Entertainment

LOVE IS BITTERSWEAT

SUGGESTION: When making a film called “Run Fat Boy Run,” how about hiring a fat boy? Watching a scrawny guy run doesn’t provide a lot more comedic surprise than “Run Kenyan Guy Run” would have.

Simon Pegg, co-writer and star of the hilarious mockbusters “Shaun of the Dead” and “Hot Fuzz,” features in somebody else’s script (though he did do a rewrite) about a London bloke who, on his wedding day, comes down with a case of the panics and literally sprints away from his pregnant bride – played by Thandie Newton. To win her back from her rich new beau (Hank Azaria) five years later, he decides to complete a marathon, showing he can dedicate himself to something or other.
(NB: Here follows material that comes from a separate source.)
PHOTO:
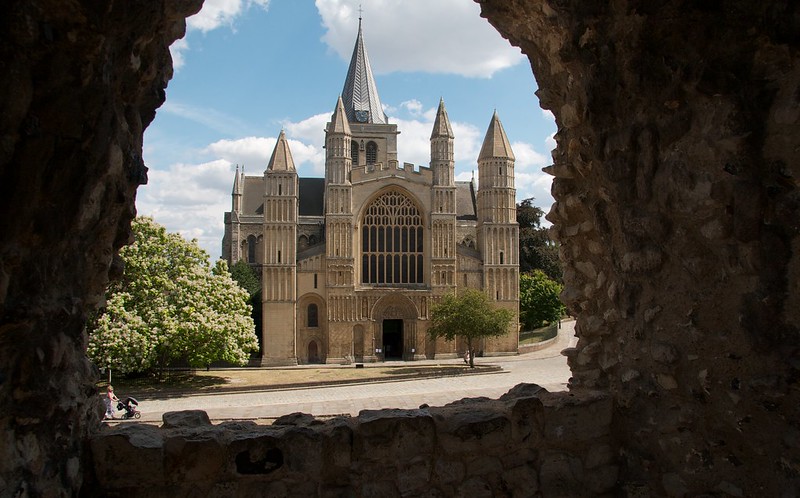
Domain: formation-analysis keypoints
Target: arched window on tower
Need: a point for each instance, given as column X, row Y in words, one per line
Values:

Writing “Simon Pegg” and “Thandie Newton” in the same sentence nearly made my keyboard explode. She’s an interplanetary beauty sent to us by a superior life form. He’s a ginger-haired mutt. What exactly is she attracted to? His job as a security guard at an underwear boutique? I can’t classify the two in the same species, much less the same apartment.

Pegg’s Dennis does come across as a sweet guy, though, and Azaria is strong as the oblivious overdog in, for instance, a scene in which his financier invites Dennis to a gym for a workout, then casually strips naked and powders up his man-parts as Dennis gasps, either because he’s out of breath or just plain amazed.
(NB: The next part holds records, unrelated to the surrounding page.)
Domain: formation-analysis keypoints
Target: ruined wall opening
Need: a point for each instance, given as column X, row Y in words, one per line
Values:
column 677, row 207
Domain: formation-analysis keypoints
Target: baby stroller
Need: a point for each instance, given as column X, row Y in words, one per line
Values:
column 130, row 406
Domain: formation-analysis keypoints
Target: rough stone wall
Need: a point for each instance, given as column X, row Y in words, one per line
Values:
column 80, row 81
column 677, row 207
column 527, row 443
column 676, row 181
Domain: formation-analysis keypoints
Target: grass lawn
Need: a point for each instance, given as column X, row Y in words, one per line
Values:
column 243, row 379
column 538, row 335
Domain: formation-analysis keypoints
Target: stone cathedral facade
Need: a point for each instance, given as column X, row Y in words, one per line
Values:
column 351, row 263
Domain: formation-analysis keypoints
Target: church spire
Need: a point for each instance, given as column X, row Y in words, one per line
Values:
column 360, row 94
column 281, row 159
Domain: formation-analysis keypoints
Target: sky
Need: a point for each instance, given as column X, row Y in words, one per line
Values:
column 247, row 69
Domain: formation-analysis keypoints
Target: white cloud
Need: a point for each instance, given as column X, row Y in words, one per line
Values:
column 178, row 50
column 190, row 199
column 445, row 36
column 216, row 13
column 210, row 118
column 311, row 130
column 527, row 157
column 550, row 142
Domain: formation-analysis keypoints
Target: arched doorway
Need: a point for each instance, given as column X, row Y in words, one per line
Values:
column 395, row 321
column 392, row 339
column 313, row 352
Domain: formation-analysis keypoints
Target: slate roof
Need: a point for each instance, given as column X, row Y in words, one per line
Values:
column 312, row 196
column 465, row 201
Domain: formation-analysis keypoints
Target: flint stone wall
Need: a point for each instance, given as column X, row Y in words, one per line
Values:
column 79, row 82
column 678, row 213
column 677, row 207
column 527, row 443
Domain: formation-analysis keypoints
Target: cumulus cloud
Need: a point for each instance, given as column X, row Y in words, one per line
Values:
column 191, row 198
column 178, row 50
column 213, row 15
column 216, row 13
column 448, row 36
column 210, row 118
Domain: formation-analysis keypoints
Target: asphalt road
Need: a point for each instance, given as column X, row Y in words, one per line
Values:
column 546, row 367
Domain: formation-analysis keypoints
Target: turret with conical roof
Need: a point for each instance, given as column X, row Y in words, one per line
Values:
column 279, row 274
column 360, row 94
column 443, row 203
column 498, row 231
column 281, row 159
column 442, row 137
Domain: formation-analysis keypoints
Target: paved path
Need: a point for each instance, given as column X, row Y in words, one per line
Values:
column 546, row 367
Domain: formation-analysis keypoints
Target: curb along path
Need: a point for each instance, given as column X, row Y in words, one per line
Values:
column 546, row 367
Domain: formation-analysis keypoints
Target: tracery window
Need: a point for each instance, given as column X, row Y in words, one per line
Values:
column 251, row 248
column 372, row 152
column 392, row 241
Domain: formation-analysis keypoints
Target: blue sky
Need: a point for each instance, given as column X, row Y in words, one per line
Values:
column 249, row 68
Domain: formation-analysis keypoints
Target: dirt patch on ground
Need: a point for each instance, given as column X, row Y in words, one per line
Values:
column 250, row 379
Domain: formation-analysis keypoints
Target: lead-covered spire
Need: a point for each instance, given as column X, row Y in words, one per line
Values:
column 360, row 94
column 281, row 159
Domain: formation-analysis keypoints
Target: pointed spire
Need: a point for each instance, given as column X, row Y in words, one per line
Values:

Thanks to a jaunty Brit-rock score and likable characters all around, the movie’s easy to watch and occasionally pumps up the emotions, especially in the scenes in which Dennis plays with his now 5-year-old son. You root for Dennis without quite hating Azaria’s Whit, who doesn’t even see Dennis as competition. Says Whit: “You’re not a tough act to follow.”
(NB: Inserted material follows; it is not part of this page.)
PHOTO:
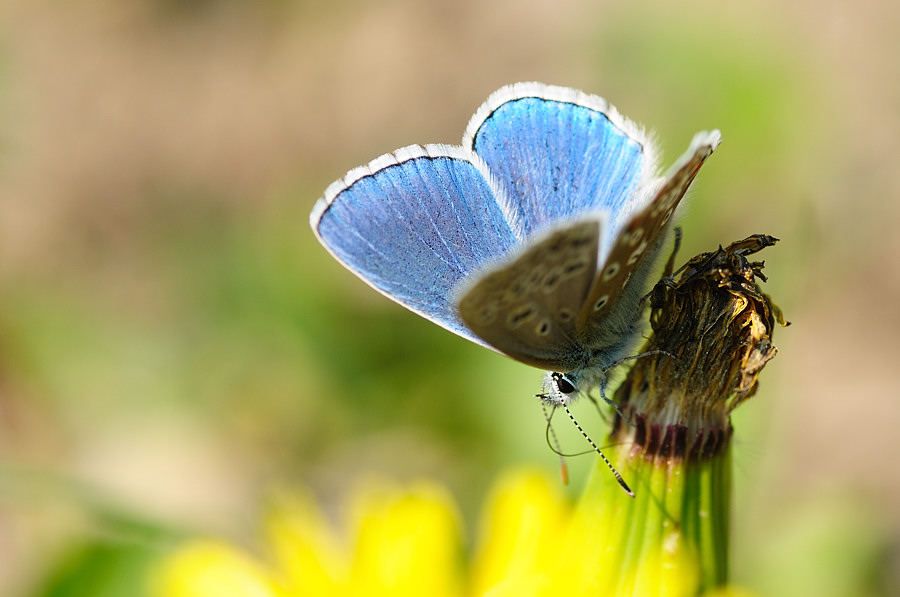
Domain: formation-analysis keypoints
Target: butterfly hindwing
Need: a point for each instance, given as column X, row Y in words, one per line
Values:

First-time director David Schwimmer keeps things simple (possibly too simple), finds comedy in the characters and saves some of his best stuff for the third act, such as a scene in which the runner “hits the wall.” Even Dennis’ nutty mission to prove his worth by doing something hundreds of thousands of others have done almost makes sense by the end.

Everything is lightly amusing (Dennis’ Indian landlord fondly tells him a romantic tale about his own tragic lost love: “I remember all the humping”), but nothing is terribly funny. (One brilliant touch: When Dennis is running, someone hands him a pint of beer instead of water.)

Schwimmer also basically forgets to put the meat in the story sandwich when, instead of painstakingly presenting just how an out-of-shape guy could possibly get into marathon form in three weeks (then match the fitness-obsessed Azaria character stride for stride), he merely rushes through a Comedy Training Montage much like the three others I’ve already seen this month.